Regardless of the threats, investors are flocking to the hotel industry. Shah said he expects that trend to continue for the foreseeable future.
“We believe that just given the efficiency of the model, the growing institutional appeal in select-service and extended-stay hotels, every year it becomes more and more interesting,” Shah said.
Noble’s history
Noble’s first fund, launched in 1993, was a friends and family fund, Shah said. It served as the foundation for a company that has grown in magnitude during the ensuing 21 years. A second fund launched in 1999 set the stage for institutional investors who wanted a piece of the Noble action after the company’s stellar performance during the 2001-2003 recession.
“When we got out of those times we really found our ability to find and source opportunities, and institutional investors came to approach us because of what we were able to achieve through the downturn and say, ‘Gosh, you guys have assembled a fantastic team. We really thought the story could’ve gone in a number of different ways. The brands think extremely highly of you. We’d like to invest with you,’” Shah said.

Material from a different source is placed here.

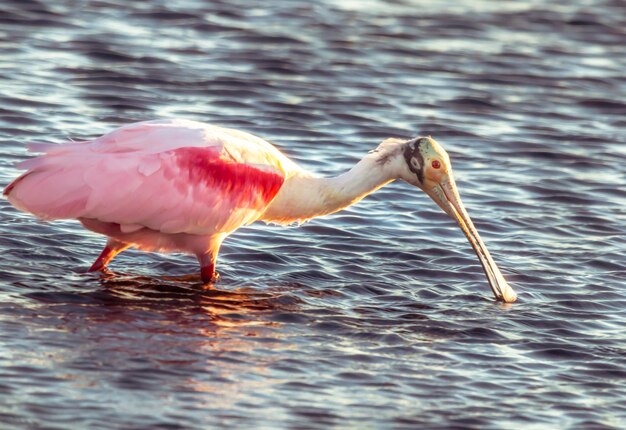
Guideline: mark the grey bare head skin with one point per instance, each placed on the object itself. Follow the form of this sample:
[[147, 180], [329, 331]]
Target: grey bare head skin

Learning the ropes with institutional investors in the mid-2000s provided Noble’s team with the opportunity to understand the landscape for investors such as state pension plans and universities, according to Shah.
“The greatest leadership lesson I ever learned, which is never be the smartest person in the room,” Shah said. “Institutions came to us at the time, to say we would like to dedicate capital to you, Noble, as our platform to invest in the lodging space. And that really changed our organization.”
Noble raised its third fund—$310 million to invest over three years—in 90 days during 2006. The six limited partners in the fund watched as the Great Recession ravaged the hotel industry but stood strong and gave Noble an extra two years—until 2012—to invest the money, Shah said.
Noble then raised its existing $220-million fund in 2013. Shah said he’s never completely sure how investors will react to the launch of an investment fund.
“It’s just like a general manager; you’re only as good as your last (profit-and-loss statement),” Shah said.
The current environment leaves many investors, owners and GMs in good positions, the CEO said.
“You can sense a little euphoria right now,” Shah said. “There’s a (commercial mortgage-backed securities) market in the hotel business that has emerged. Construction lending is coming back. Financing for assets that have yield is available.”
Shah said preparing for the worst-case scenario is the one lesson that investors and owners have to learn from the last two industry downturns.
“Our focus remains on how do we find opportunities to fix and create yield and then take that opportunity to market and then sell it to those that covet that in-place, existing yield,” Shah said.
“We call that core-like yield. Whenever you mention core and lodging, people look at you a little funny. But if you can prove consistency in a yield, that’s what a core yield really looks like, and that’s where we’ve been successful over the time horizon of our organization to go and monetize assets,” he said.